LINDBERG Viola Concerto. Absence. Serenades

Record and Artist Details

Genre:

Orchestral

Label: Ondine

Media Format: CD or Download

Media Runtime: 62

Mastering:

DDD

Catalogue Number: ODE1436-2

ODE1436-2. LINDBERG Viola Concerto. Absence. Serenades

Tracks:

Composition Artist Credit
Concerto for Viola and Orchestra, "Steppenwolf" Christian Lindberg, Composer
Finnish Radio Symphony Orchestra
Lawrence Power, Viola
Nicholas Collon, Conductor
Absence Magnus Lindberg, Composer
Finnish Radio Symphony Orchestra
Nicholas Collon, Conductor
Serenades Magnus Lindberg, Composer
Finnish Radio Symphony Orchestra
Nicholas Collon, Conductor

Now in his 60s, Magnus Lindberg is a prolific and resourceful contributor to spectral music, where ‘spectral’ has little or nothing to do with ghostly or intimidating effects but celebrates the systems and strategies that become available when particular modes of pitch and rhythm govern the composer’s chosen materials. The works on this new album are all very recent, and while it is easy enough to detect certain similarities in all three, there is an obvious and fruitful contrast to be heard between a concerto in which the soloist engages at length as both antagonist and collaborator with the collective community that is the classically sized orchestra, and the two shorter, purely orchestral compositions that interrogate the unanimity as well as diversity of which even a relatively small orchestra is capable.

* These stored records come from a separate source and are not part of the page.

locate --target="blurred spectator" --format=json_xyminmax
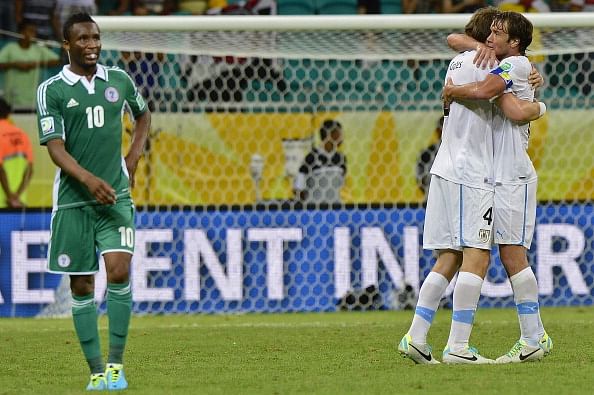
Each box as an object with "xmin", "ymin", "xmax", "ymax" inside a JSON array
[
  {"xmin": 131, "ymin": 0, "xmax": 179, "ymax": 14},
  {"xmin": 0, "ymin": 1, "xmax": 17, "ymax": 34},
  {"xmin": 0, "ymin": 97, "xmax": 34, "ymax": 209},
  {"xmin": 15, "ymin": 0, "xmax": 58, "ymax": 41},
  {"xmin": 179, "ymin": 0, "xmax": 228, "ymax": 14},
  {"xmin": 358, "ymin": 0, "xmax": 381, "ymax": 13},
  {"xmin": 99, "ymin": 0, "xmax": 132, "ymax": 15},
  {"xmin": 568, "ymin": 0, "xmax": 594, "ymax": 11},
  {"xmin": 403, "ymin": 0, "xmax": 442, "ymax": 13},
  {"xmin": 416, "ymin": 116, "xmax": 443, "ymax": 201},
  {"xmin": 442, "ymin": 0, "xmax": 486, "ymax": 13},
  {"xmin": 496, "ymin": 0, "xmax": 550, "ymax": 12},
  {"xmin": 294, "ymin": 120, "xmax": 347, "ymax": 205},
  {"xmin": 0, "ymin": 22, "xmax": 61, "ymax": 110}
]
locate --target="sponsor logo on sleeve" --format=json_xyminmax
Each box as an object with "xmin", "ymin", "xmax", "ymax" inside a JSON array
[
  {"xmin": 136, "ymin": 94, "xmax": 146, "ymax": 109},
  {"xmin": 40, "ymin": 117, "xmax": 55, "ymax": 135}
]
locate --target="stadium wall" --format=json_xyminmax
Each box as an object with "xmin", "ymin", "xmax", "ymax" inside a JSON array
[{"xmin": 1, "ymin": 203, "xmax": 592, "ymax": 317}]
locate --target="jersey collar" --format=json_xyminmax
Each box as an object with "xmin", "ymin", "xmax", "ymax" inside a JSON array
[{"xmin": 60, "ymin": 64, "xmax": 108, "ymax": 86}]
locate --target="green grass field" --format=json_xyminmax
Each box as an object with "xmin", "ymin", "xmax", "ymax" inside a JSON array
[{"xmin": 1, "ymin": 307, "xmax": 593, "ymax": 394}]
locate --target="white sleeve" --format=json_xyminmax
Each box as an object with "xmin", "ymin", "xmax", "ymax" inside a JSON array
[{"xmin": 490, "ymin": 56, "xmax": 530, "ymax": 94}]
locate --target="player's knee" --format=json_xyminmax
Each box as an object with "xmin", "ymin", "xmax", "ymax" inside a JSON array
[
  {"xmin": 107, "ymin": 268, "xmax": 130, "ymax": 284},
  {"xmin": 70, "ymin": 275, "xmax": 94, "ymax": 295}
]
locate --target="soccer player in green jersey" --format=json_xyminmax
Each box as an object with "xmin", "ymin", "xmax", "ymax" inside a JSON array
[{"xmin": 36, "ymin": 13, "xmax": 151, "ymax": 391}]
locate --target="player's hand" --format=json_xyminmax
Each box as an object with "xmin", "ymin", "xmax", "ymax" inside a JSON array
[
  {"xmin": 442, "ymin": 77, "xmax": 454, "ymax": 105},
  {"xmin": 529, "ymin": 65, "xmax": 544, "ymax": 89},
  {"xmin": 473, "ymin": 44, "xmax": 497, "ymax": 69},
  {"xmin": 85, "ymin": 175, "xmax": 116, "ymax": 205}
]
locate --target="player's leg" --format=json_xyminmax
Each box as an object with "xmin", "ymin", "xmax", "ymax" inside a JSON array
[
  {"xmin": 442, "ymin": 248, "xmax": 494, "ymax": 364},
  {"xmin": 398, "ymin": 175, "xmax": 462, "ymax": 364},
  {"xmin": 494, "ymin": 182, "xmax": 549, "ymax": 363},
  {"xmin": 399, "ymin": 250, "xmax": 462, "ymax": 364},
  {"xmin": 442, "ymin": 185, "xmax": 494, "ymax": 364},
  {"xmin": 71, "ymin": 275, "xmax": 108, "ymax": 391},
  {"xmin": 407, "ymin": 250, "xmax": 461, "ymax": 344},
  {"xmin": 103, "ymin": 251, "xmax": 132, "ymax": 390},
  {"xmin": 96, "ymin": 200, "xmax": 135, "ymax": 390},
  {"xmin": 399, "ymin": 175, "xmax": 462, "ymax": 364},
  {"xmin": 48, "ymin": 207, "xmax": 106, "ymax": 390}
]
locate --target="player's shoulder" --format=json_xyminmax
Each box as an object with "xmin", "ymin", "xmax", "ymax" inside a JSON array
[
  {"xmin": 449, "ymin": 50, "xmax": 472, "ymax": 64},
  {"xmin": 498, "ymin": 56, "xmax": 531, "ymax": 72},
  {"xmin": 37, "ymin": 72, "xmax": 66, "ymax": 94},
  {"xmin": 103, "ymin": 65, "xmax": 134, "ymax": 81}
]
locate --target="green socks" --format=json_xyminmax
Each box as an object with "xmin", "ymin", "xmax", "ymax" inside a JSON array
[
  {"xmin": 107, "ymin": 282, "xmax": 132, "ymax": 364},
  {"xmin": 72, "ymin": 293, "xmax": 104, "ymax": 374}
]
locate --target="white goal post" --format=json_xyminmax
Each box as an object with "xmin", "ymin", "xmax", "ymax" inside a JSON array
[{"xmin": 94, "ymin": 13, "xmax": 594, "ymax": 60}]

Absence and Serenades were both completed in 2020, and the title of Absence is a neat, wry allusion to the presence of Beethovenian material drawn from the Les adieux Piano Sonata and closely associated with ideas of departure and farewell. Beethoven’s own presence in absence is signalled by other allusions, too, and although Lindberg shuns the kind of fiercely traumatic confrontation with the Beethoven farewell motif that electrifies Ligeti’s ultra-expressionistic Horn Trio, Absence conveys a residual unease about the challenges facing contemporary composers who seek to succeed while avoiding all explicit models and allusions. Serenades has its stratum of unease, too. In the booklet Lindberg describes the piece as ‘wild’, and as annotator Kimmo Korhonen implies, its character requires scepticism about the conventional, romantic qualities of the genre – a serenade from the shadows, indeed.

As his extensive worklist shows, Lindberg is far from sceptical about the value of the concerto as a genre, and in his Viola Concerto, completed and premiered earlier this year, the soloist’s ebullient initial response to the orchestra’s brief, almost brash, brassy challenge to action sets a large-scale, half-hour drama in motion. Maybe the early stages of this complex three-movement design risk seeming effortful in their determined flamboyance. But the emergence of broader, more lyrical material, and also of more positively angst-free exuberance, ultimately justifies the scale and sustained density of the whole. Lawrence Power’s delight in the generously proportioned starring role provided for him by the composer is never in doubt, and the skill with which conductor Nicholas Collon ensures that the orchestra never becomes a mere also-ran, even after the improvisatory, cadenza-like spotlighting given to the viola in the multi-part second movement, is the more vivid for the sonorous detailing of the recorded sound, a strong feature in all three compositions.